海外旅行先はもちろん、国内でも一目見て、あぁ異国の建物だなぁ、と思うのは教会建築。天を突くゴシックの尖塔であったり、アーチ窓を飾るステンドグラスなど、意匠の一つ一つが異国情緒と結びついている。

目白聖公会は、昭和4年(1929)に坪井正太郎設計で建てられた和製洋館だが、あきらかに日本の街並みからは浮いて見える。小さいけれど雰囲気のある、ロマネスク様式の建物だ。礼拝堂に飾られている、英国のエピファニー修道院から贈られた1889年製のステンドグラスも素晴らしい。

ところで、聖公会は英国教会の流れを汲んでいるのだが、それについてこんな思い出がある。高校の世界史の授業でのことだ。
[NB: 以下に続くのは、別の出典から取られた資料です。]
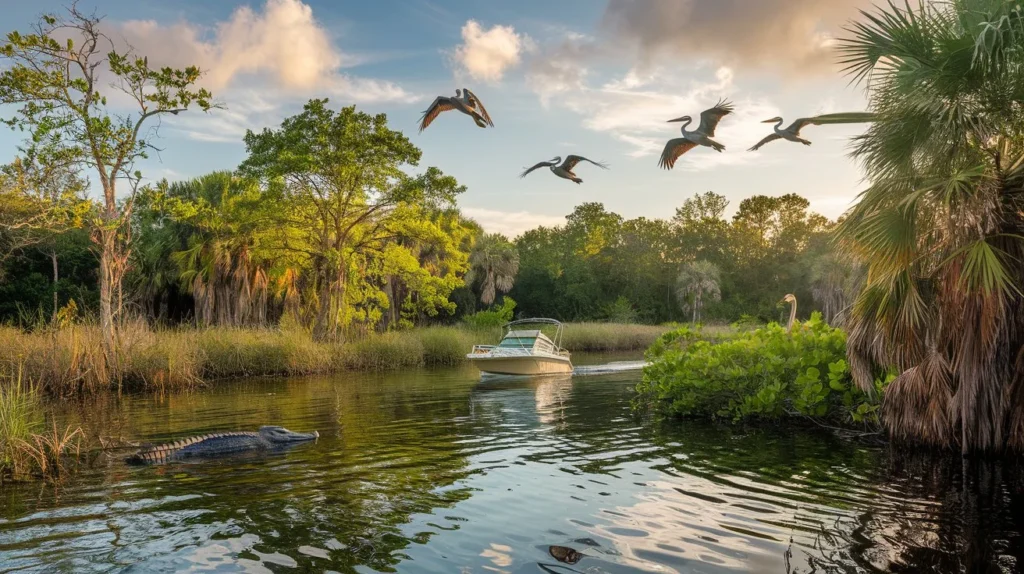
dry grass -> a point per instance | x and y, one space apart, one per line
610 337
70 360
24 452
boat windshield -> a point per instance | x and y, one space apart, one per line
518 342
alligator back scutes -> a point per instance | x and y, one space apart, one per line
164 451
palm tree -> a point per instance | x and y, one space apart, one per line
698 280
494 262
941 226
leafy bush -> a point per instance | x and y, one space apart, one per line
496 316
762 373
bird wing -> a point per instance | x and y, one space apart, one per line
475 102
711 117
673 149
541 165
441 103
571 161
844 118
770 137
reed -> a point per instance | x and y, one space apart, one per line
24 452
70 360
609 337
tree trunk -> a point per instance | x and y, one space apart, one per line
107 288
56 277
332 299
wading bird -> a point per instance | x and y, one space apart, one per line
564 170
702 136
465 101
793 132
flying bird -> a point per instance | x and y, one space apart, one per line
465 101
792 133
702 136
565 169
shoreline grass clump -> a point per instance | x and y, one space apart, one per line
70 359
766 373
25 451
590 337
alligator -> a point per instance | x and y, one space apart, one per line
220 443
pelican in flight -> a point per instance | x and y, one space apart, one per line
702 136
792 133
565 169
465 101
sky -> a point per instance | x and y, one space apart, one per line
595 78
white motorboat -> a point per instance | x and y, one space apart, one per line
523 351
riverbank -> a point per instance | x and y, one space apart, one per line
69 360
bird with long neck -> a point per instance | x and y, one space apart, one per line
701 136
792 299
792 133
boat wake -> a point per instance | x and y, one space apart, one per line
615 366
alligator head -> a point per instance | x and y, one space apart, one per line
281 435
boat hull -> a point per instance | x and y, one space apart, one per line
521 365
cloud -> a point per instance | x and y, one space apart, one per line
259 62
511 223
281 47
485 55
562 68
792 36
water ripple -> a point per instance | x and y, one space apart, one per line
438 472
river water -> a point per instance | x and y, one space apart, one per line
435 471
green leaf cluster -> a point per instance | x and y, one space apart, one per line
766 373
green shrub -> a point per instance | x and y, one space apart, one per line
496 316
762 373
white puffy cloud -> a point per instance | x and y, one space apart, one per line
260 63
796 37
281 47
486 54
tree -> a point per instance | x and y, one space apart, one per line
39 204
341 175
494 263
53 76
697 281
835 278
941 225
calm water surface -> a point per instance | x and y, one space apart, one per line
433 471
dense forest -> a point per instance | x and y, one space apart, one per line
241 249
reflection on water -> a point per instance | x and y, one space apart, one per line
439 472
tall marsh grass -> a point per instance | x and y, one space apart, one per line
25 451
70 360
609 337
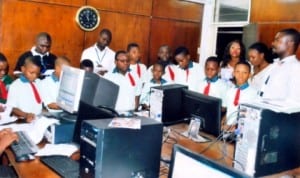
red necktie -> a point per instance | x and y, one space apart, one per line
139 70
237 97
36 93
131 79
206 89
3 90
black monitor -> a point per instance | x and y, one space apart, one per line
185 163
206 108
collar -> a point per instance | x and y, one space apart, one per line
243 86
162 81
212 80
34 53
54 78
24 79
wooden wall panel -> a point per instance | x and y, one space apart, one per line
183 10
174 33
141 7
125 28
275 11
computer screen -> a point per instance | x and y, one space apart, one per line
70 87
185 163
206 108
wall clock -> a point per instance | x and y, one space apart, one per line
87 18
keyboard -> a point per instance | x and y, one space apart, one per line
24 146
62 165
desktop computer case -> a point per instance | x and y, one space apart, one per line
118 152
267 142
165 103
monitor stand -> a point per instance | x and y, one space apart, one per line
193 131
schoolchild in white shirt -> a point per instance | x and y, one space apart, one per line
50 85
187 72
128 81
242 92
24 94
212 85
157 80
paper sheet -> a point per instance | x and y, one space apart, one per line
57 149
35 129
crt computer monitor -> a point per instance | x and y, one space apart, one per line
70 87
185 163
207 108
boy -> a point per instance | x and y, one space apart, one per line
87 65
187 72
163 58
128 81
133 51
5 80
240 93
24 96
157 80
211 85
50 85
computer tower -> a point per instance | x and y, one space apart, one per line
165 103
267 142
107 152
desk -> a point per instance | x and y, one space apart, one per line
36 169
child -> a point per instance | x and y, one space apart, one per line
128 81
87 65
240 93
187 72
211 85
24 96
5 80
157 80
50 85
163 58
133 51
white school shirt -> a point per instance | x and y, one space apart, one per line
168 75
21 96
143 68
145 96
218 88
49 89
106 57
127 92
258 80
246 94
190 78
283 83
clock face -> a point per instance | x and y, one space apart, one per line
87 18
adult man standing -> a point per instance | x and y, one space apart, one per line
100 54
283 82
42 48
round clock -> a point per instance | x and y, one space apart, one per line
88 18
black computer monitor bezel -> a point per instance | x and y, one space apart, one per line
207 161
210 121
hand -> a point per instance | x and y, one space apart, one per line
29 117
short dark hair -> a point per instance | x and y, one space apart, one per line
263 48
36 60
118 53
244 63
213 59
294 34
86 63
107 32
132 45
181 50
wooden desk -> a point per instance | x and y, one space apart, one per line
36 169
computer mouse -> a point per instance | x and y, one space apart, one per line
23 158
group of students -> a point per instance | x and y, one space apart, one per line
231 79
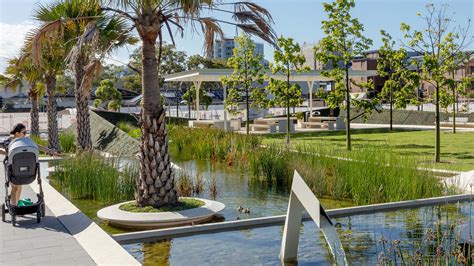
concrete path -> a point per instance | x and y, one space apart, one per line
46 243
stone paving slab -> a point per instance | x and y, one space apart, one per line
46 243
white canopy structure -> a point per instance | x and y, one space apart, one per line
215 75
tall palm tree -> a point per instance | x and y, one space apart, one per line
152 19
19 70
87 33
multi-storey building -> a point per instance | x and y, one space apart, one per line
223 49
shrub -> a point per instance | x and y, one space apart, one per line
91 176
366 176
212 144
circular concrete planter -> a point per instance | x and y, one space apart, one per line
142 220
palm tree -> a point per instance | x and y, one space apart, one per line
45 47
86 34
19 70
152 19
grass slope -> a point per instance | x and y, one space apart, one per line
457 150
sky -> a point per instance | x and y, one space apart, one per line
299 19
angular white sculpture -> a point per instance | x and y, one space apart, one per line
302 198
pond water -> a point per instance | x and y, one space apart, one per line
361 237
235 188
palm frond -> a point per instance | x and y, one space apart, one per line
51 29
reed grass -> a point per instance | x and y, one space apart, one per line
181 205
184 184
212 144
213 187
91 176
366 176
363 176
67 141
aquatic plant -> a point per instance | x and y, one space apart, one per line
184 184
198 184
212 144
213 188
365 176
91 176
67 142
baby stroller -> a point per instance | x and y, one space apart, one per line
22 168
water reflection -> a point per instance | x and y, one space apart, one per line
361 237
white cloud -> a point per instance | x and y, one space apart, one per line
12 39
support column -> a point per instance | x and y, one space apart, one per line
310 86
225 111
197 86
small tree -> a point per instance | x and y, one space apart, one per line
343 41
288 60
248 74
433 43
454 87
401 82
107 94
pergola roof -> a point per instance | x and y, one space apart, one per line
216 75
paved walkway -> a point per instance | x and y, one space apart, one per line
47 243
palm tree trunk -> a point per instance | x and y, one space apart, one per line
247 126
391 108
83 137
34 114
288 128
454 106
348 112
53 142
438 135
156 182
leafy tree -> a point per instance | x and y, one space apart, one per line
288 60
441 45
401 81
247 78
454 87
152 19
343 41
107 94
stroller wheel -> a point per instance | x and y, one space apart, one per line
3 212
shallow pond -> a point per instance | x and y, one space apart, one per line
235 188
361 236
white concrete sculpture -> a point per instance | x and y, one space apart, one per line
302 198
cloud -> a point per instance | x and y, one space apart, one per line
13 36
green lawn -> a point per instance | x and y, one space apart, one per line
457 150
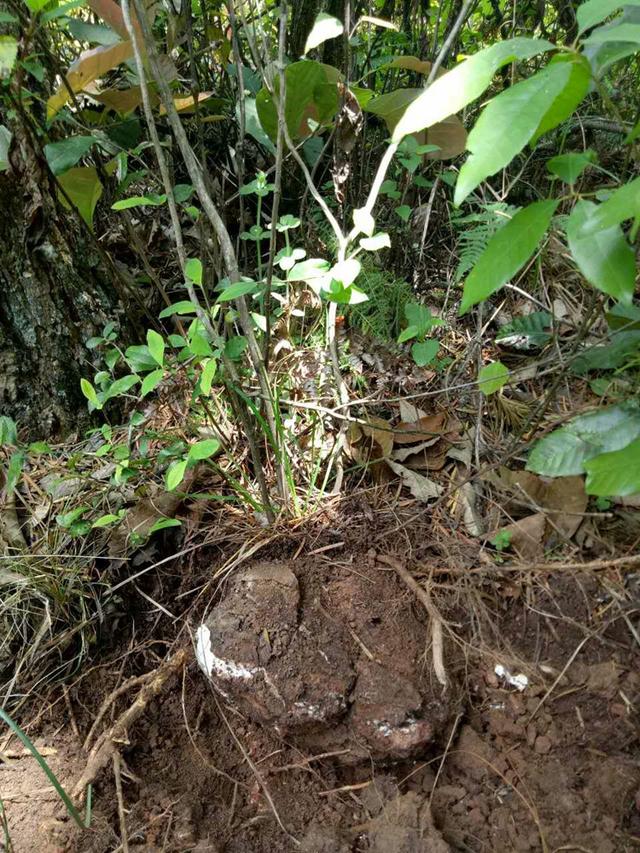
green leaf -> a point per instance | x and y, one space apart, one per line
139 201
238 289
622 204
90 393
175 474
183 307
507 252
423 352
463 84
203 449
61 156
8 431
381 240
151 382
616 473
565 452
106 520
163 523
507 124
311 94
492 377
324 27
8 54
84 189
568 167
567 101
121 386
624 32
603 257
193 270
595 11
155 342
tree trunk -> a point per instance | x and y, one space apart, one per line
55 293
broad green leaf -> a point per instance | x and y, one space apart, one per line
507 124
182 307
324 27
193 270
155 342
8 54
83 187
106 520
624 32
492 377
139 201
121 386
603 256
203 449
377 242
93 33
463 84
309 269
151 382
423 352
622 204
568 167
616 473
61 156
163 523
565 451
311 95
507 252
595 11
175 474
89 392
568 99
238 289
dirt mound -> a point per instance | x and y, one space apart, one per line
334 660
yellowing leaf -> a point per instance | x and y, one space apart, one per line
90 65
187 104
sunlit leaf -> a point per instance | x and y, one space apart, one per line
508 123
83 187
464 83
90 65
507 252
492 377
61 156
324 27
603 256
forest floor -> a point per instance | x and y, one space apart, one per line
381 757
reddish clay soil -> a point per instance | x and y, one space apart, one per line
323 729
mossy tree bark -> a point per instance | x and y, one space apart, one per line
55 293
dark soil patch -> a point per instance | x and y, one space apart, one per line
341 741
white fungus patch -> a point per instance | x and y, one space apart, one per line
210 663
519 681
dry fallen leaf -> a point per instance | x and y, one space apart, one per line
420 487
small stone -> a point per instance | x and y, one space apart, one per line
543 745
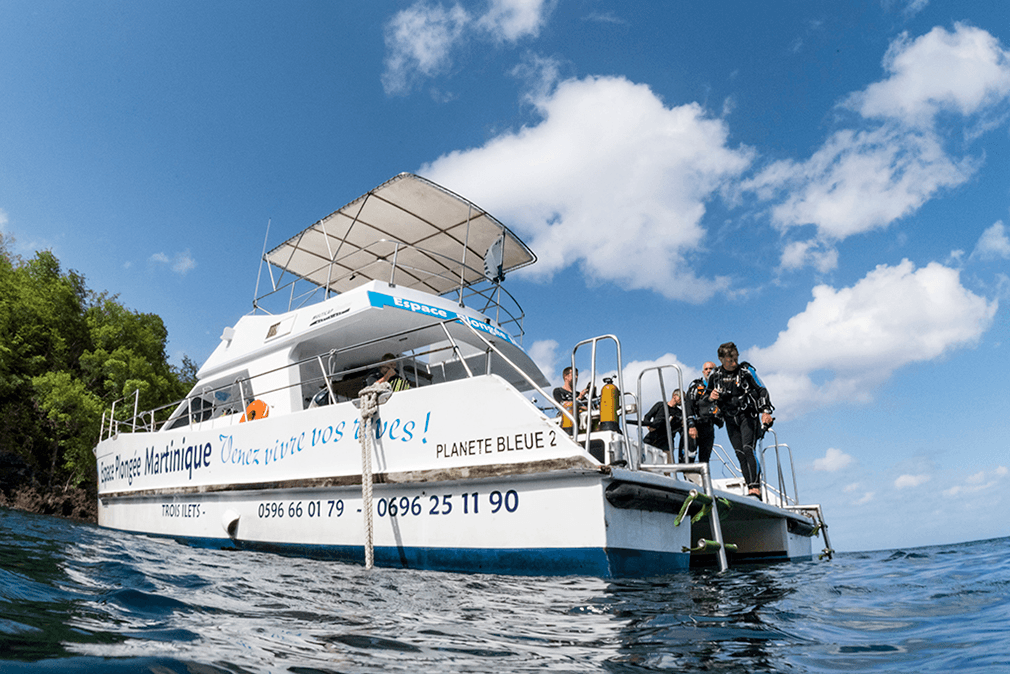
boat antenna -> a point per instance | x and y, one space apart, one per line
263 257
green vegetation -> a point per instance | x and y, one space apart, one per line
66 355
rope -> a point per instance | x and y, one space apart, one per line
370 396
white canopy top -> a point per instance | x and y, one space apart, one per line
437 239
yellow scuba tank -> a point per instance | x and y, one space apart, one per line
609 404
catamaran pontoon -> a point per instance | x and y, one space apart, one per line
461 471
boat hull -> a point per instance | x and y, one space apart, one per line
493 487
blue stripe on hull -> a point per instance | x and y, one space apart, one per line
603 563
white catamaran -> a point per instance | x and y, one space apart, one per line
277 448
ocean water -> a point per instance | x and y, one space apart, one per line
78 598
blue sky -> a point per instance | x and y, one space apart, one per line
825 184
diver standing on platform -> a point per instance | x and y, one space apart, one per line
702 415
745 407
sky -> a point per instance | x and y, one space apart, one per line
826 184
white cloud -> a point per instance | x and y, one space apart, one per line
859 181
866 498
418 40
833 460
977 482
181 263
645 176
893 316
904 481
510 20
544 354
963 71
800 254
421 38
993 244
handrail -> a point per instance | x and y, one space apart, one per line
783 490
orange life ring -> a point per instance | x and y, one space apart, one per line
258 409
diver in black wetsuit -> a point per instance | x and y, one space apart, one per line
655 420
745 407
702 415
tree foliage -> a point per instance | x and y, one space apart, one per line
66 355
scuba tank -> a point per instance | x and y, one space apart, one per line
609 402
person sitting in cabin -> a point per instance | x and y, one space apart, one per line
655 421
387 373
745 407
565 393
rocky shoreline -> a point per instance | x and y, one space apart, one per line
74 503
19 489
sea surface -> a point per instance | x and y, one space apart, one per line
78 598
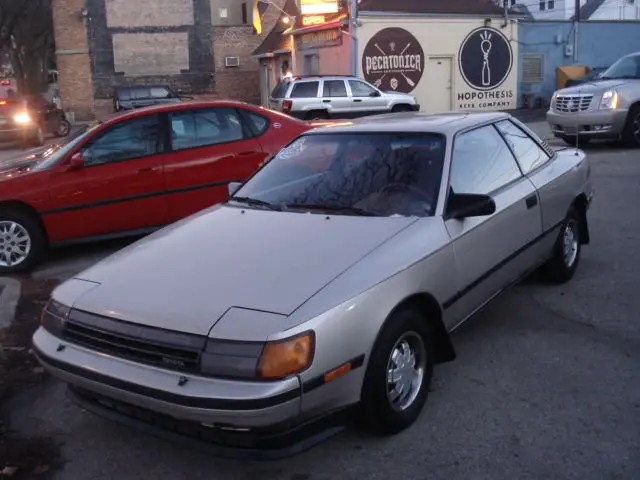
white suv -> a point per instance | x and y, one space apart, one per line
322 96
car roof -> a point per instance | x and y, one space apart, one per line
445 123
189 104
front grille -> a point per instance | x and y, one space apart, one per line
138 349
573 103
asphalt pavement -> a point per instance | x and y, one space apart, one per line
546 384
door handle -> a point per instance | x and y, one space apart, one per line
148 169
531 201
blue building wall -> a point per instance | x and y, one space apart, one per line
600 43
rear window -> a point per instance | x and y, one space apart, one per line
281 89
305 90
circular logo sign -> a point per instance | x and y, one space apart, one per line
485 58
393 60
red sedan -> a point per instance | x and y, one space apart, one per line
132 174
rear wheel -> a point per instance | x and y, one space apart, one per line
631 133
22 241
397 381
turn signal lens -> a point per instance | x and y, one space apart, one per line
22 118
286 357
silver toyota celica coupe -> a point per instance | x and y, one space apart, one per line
328 282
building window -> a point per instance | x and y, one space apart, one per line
532 68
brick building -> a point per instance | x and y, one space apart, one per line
201 47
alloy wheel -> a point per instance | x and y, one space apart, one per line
15 243
406 370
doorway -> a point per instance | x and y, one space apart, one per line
439 78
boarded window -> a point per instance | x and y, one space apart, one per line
532 68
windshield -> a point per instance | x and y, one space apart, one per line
53 155
380 174
626 67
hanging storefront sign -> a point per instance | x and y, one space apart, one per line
315 7
485 60
321 39
393 60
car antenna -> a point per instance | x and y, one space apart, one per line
578 103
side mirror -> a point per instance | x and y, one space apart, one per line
76 162
233 187
464 205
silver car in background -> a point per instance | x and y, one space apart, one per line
606 108
318 97
329 280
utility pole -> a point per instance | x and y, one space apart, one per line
576 23
505 4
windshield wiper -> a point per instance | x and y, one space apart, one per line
254 202
331 208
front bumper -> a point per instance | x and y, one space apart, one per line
591 124
230 404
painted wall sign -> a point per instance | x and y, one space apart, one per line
324 38
314 7
393 59
485 61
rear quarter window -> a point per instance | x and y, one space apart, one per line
305 90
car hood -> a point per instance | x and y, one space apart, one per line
595 86
186 276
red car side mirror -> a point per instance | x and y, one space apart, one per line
76 162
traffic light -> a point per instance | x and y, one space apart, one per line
258 7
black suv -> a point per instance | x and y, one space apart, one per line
127 98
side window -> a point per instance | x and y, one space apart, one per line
481 162
258 123
334 88
360 89
528 153
127 140
204 127
305 90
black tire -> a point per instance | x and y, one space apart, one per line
631 132
37 239
574 141
317 115
378 413
64 128
401 108
563 263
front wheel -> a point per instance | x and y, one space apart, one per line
631 133
565 258
397 381
64 128
22 242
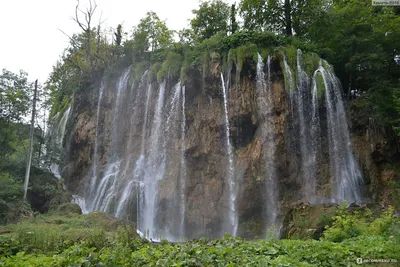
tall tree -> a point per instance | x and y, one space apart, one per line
211 18
282 16
151 33
234 24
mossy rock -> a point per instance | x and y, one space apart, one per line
308 222
246 52
68 208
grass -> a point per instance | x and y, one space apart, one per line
98 240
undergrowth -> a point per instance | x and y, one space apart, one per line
99 240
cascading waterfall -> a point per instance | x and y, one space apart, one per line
346 174
129 182
265 104
145 150
154 171
182 175
307 149
105 188
58 135
96 156
231 171
80 201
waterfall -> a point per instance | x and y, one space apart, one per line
94 179
345 172
182 174
154 170
304 116
81 203
265 104
105 189
58 135
231 171
149 141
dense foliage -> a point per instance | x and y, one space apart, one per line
361 41
98 240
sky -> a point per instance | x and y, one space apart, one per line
31 39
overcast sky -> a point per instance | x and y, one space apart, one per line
31 41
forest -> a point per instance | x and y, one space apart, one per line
360 41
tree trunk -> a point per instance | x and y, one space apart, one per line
28 164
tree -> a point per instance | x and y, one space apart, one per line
234 25
118 35
151 34
286 17
211 18
86 28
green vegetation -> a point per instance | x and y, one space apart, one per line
359 40
99 240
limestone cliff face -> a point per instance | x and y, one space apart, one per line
378 151
109 125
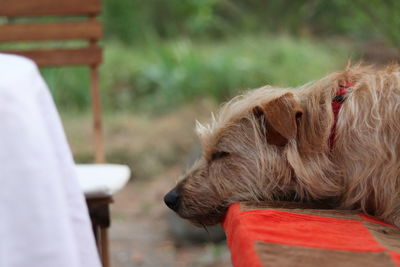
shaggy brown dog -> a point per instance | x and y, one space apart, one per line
273 144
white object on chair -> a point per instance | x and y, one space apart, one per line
101 180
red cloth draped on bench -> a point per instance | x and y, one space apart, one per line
291 234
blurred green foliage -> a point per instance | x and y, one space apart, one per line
161 53
136 20
160 75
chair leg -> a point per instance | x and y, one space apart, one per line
105 253
100 217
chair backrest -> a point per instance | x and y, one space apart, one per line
84 26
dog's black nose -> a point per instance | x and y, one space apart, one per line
172 199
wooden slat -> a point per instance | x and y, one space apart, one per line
50 31
15 8
63 57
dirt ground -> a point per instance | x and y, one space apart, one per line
156 148
139 232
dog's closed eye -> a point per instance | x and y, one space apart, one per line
219 155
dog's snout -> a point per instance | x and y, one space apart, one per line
172 199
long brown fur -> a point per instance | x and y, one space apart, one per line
275 142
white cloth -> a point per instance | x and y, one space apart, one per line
43 217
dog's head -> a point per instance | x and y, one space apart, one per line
243 156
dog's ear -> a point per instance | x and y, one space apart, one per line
280 117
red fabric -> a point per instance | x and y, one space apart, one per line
336 105
244 228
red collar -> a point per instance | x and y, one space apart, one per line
337 102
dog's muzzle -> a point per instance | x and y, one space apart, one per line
172 199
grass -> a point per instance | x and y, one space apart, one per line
159 75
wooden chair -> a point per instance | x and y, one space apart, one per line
98 181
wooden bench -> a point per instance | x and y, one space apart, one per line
70 20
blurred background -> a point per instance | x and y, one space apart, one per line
168 63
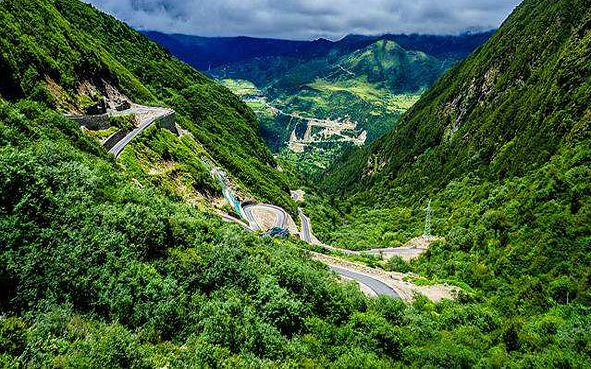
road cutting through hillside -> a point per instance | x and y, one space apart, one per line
264 217
145 116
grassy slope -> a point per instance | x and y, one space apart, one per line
69 42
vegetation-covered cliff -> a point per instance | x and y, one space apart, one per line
501 144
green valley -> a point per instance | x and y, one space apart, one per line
366 91
374 202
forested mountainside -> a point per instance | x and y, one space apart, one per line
506 109
207 53
65 54
109 262
502 147
354 93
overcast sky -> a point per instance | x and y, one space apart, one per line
308 19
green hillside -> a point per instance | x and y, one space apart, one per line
120 263
50 50
502 147
372 86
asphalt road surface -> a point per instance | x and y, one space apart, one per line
279 214
375 285
146 116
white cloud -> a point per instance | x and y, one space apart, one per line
308 19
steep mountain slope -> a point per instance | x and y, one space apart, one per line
510 106
360 95
207 53
58 51
501 144
364 81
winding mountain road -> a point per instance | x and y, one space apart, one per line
377 286
373 284
145 116
251 209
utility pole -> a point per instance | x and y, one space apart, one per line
427 231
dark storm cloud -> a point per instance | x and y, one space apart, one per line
307 19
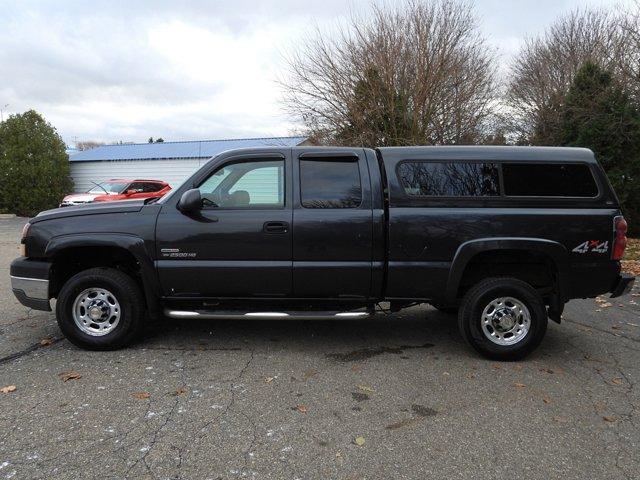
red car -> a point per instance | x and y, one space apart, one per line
118 189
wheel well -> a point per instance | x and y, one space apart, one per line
70 261
536 268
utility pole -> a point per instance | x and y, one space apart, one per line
1 114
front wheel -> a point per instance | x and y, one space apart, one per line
100 309
503 318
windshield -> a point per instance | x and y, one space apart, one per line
109 187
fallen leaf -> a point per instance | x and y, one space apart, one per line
402 423
301 408
66 376
366 389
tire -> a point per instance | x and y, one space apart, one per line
449 310
109 293
493 318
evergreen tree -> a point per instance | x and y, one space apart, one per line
599 114
34 168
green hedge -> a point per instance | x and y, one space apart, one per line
34 168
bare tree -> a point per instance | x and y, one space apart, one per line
419 73
88 144
545 67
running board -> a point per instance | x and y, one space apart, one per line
238 315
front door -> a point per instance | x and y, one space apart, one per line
332 224
239 243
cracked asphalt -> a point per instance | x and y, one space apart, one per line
398 397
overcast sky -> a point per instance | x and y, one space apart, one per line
116 70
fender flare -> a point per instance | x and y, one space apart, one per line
131 243
556 251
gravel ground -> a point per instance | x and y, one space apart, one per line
397 397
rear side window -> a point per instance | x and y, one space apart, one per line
548 180
449 179
331 183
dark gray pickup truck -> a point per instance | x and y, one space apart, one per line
504 236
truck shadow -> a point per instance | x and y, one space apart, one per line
394 333
346 340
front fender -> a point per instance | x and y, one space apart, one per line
556 251
132 243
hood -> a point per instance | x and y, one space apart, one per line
124 206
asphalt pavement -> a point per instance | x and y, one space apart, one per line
398 397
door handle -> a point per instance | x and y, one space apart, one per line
275 227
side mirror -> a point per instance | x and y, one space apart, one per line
190 201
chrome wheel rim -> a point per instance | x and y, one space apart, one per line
505 321
96 311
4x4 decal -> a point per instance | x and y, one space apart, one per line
595 246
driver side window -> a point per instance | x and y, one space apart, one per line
251 184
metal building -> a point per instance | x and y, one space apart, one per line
169 161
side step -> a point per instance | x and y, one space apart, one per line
242 315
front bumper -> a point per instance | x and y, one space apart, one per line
624 285
30 283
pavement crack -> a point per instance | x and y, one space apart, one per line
27 351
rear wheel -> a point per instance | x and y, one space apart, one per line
503 318
100 309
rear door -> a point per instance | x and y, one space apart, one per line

英国教会は、ルターやカルヴァンによる宗教革命が起こった16世紀に、同じようにカトリックから別れたキリスト教の一派だ。しかし、カトリックから独立した理由は彼らとは異なり、なんと、英国王・ヘンリー8世が離婚をしたいがために法王に代わって自分を長とする教会をつくったというものだった。カトリックは今も離婚や避妊・堕胎を禁じている。

そのことを習ったときには、「王様というのはなんでもできる身勝手な存在なんだなぁ」と唖然とした。その後の清教徒革命をはじめとする市民革命の歴史を学ぶ中で、難しいことはわからないけれど王制は良くないとぼんやりと意識したきっかけになる事件だった。